A group of published UK-based authors and illustrators of picture books, children's and YA.
What’s more important about historical fiction – the history, or the story? It’s a question so big that I’m sure every author who writes it will have a different answer, and each one will be perfectly true.
For me, setting is very important. My Wells & Wong Mysteries are set in the 1930s, and that’s something that deeply affects the stories I can tell. Daisy and Hazel exist in a time without forensics and mobile phones, one where racism is naked and socially acceptable, a world rushing towards war and full of hidden fears and insecurities about the future. I think it’s important to get both large concepts and small details right – what people wore, what they ate and how they thought about the world – and I do research to make sure I’m drawing 1934 and 1935 as correctly as I can. I have a lovely big book of 1930s fashions, another compendium of 1930s advertisements, and an incredible social history book called The Long Weekend that was first published in the 1940s and so can give a brilliant first-hand account of all of the crazes and fads and concerns that occupied the posh characters I’m writing about (the Loch Ness Monster was big, as were vitamins and rambling).
But the Wells & Wong Mysteries aren’t just histories. They’re nostalgia fiction, and in them I’m very deliberately trying to recreate the cosily anachronistic ‘historical’ feeling that you get when you read a Poirot or a Miss Marple. The books themselves were written over more than 50 years – Christie’s first book came out in 1920, and she wrote her last in 1973 – but although she does vaguely nod to changing fashions and fads, essentially everything is static. People keep on wearing nice hats and murdering each other on chintz couches with diamond-encrusted daggers in just the same way, and I think that’s the key to the books’ continuing success – that they never were about a real place, or an actual time. They were nostalgic from the very moment they were published, and because they were already dated, they could never age. So although I do try very hard to make the history in my books believable and right, I don’t lose (very much) sleep over the inevitable incorrect detail. The important thing is the effect.
I’m also someone who believes very strongly that although ideas and surroundings and fashions change, people themselves do not, and I think it’s people who must be the focus of any detective story. I want the reader to believe that they are in Hazel and Daisy’s lives with them, as simply as that, and I want them to believe in all of the characters that my heroines meet.

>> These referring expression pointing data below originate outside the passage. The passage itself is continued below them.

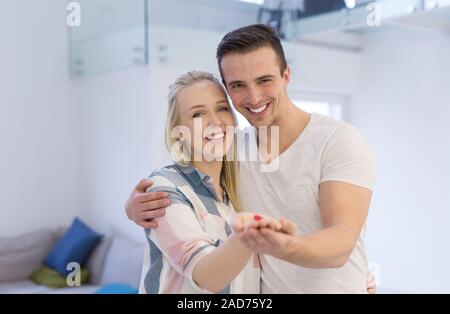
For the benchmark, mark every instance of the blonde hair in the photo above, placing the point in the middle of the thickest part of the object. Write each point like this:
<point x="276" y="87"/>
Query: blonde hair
<point x="229" y="175"/>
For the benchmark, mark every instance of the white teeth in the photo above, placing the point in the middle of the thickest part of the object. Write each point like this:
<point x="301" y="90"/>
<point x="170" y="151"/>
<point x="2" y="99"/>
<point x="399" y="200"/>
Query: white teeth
<point x="215" y="136"/>
<point x="260" y="109"/>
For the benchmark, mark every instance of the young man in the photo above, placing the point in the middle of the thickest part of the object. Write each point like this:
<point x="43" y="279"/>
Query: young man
<point x="323" y="180"/>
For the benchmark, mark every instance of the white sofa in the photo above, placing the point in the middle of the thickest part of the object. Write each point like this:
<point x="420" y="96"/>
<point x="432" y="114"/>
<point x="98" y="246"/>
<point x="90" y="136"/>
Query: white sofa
<point x="114" y="260"/>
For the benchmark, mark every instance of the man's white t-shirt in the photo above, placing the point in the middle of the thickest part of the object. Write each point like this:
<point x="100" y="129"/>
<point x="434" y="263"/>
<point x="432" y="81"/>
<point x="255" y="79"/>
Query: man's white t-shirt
<point x="327" y="150"/>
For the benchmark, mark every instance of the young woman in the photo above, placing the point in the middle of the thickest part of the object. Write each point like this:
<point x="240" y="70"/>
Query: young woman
<point x="193" y="250"/>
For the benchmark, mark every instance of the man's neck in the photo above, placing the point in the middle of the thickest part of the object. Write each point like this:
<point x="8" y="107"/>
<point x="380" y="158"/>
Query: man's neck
<point x="291" y="123"/>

As a writer of historical fiction, I feel very free to write about diverse characters because those people existed as surely as the white, straight, posh ones that you see in most TV period dramas. There have been significant settlements of Chinese people in Britain from the early 19th century. The first non-white boarder came to my secondary school, Cheltenham Ladies’ College, from Cairo in 1901. (I’m not saying that this was the first non-white child there at all – just the first girl to travel in from another country.) There are plenty of letters and novels and autobiographies (fictionalised or otherwise) that show girls falling in love with other girls at boarding schools in the Victorian era and beyond.
But although LGBT people can now marry, and racist acts are a crime in the UK, we have painful and repeated evidence to show that in 2015 people’s lives are still made hell for the sin of not being born white or heterosexual. We’ve taken some steps forward, and some steps back – everything my characters struggle with in the 1930s are things that people are still struggling with today.
People have always and will always fall in love with the wrong person, and hide it; or be desperate for money and do anything to get it; or be jealous of the success of another and not be able to forget it. They might have done away with each other using different methods in the 1930s, but their motives for their crimes are essentially the same. I think that this essential stasis is key to detective fiction’s perennial success, and that’s what I’m trying to pick up on in the Wells & Wong Mysteries: I want the past of my books to be a different country, but one that can be instantly recognised. The details are different, and the details are fascinating, but at the end of the day it’s the people who matter, and it’s the people I care about when I write.